Ob Johann beim Tod des Vaters im März 1861 noch in Hurrel lebt und arbeitet, liegt heute im Dunkeln. Gleiches gilt für die näheren Umstände und den Zeitpunkt seiner Auswanderung. In jedem Fall ist er einer der ersten von später vielen Hurrelern, die diesen Weg gehen – vielleicht inspiriert durch die Erzählungen seines früheren Schulkameraden Röbe Haverkamp: Ein Schwager von Röbes in Holle verheirateter Schwester Beta hat Deutschland mit seiner Familie bereits 1854 den Rücken gekehrt und sich in Nebraska angesiedelt. Ihm gefolgt sind zahlreiche weitere Mitglieder der Kirchengemeinden Holle und Neuenhuntorf. Auch Beta, Ehemann Tönjes Hinrich Mönnich sowie Betas und Röbes jüngere Schwester Gesine Haverkamp besteigen im Frühjahr 1869 eines der regelmäßig zwischen Bremerhaven und New York verkehrenden Auswandererschiffe.
Neben Nebraska und Iowa – dort landet 1864 der ehemalige Hurreler Hermann Brockshus – kristallisiert sich vor allem Chicago als Anlaufpunkt für viele deutsche Auswanderer heraus. In der Stadt am Michigan-See, deren Einwohnerzahl zwischen 1850 und 1870 von 30.000 auf 300.000 steigt, muss irgendwann auch Johann Quartier beziehen. Möglicherweise zusammen mit seinem Bruder Bernhard, denn auch dieser lebt in Chicago, als im Frühsommer 1893 die jüngste Schwester Sophie mit Ehemann Heinrich Wilkens nachkommt.

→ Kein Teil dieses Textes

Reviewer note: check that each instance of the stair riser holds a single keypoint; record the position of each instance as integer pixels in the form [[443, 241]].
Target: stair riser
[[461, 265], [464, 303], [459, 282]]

Indes, ein Wiedersehen gibt es für Sophie und Johann in der neuen Heimat nicht. Wie einem entsprechenden Eintrag im Kirchenbuch der Gemeinde Hude zu entnehmen ist, stirbt Johann bereits am 2. März 1873 in einem Chicagoer Hospital an Pocken. Insofern tragisch, als er gegen diese Krankheit als Kind nachweislich geimpft wurde. Wo Johann anschließend seine letzte Ruhestätte findet, ist nicht überliefert.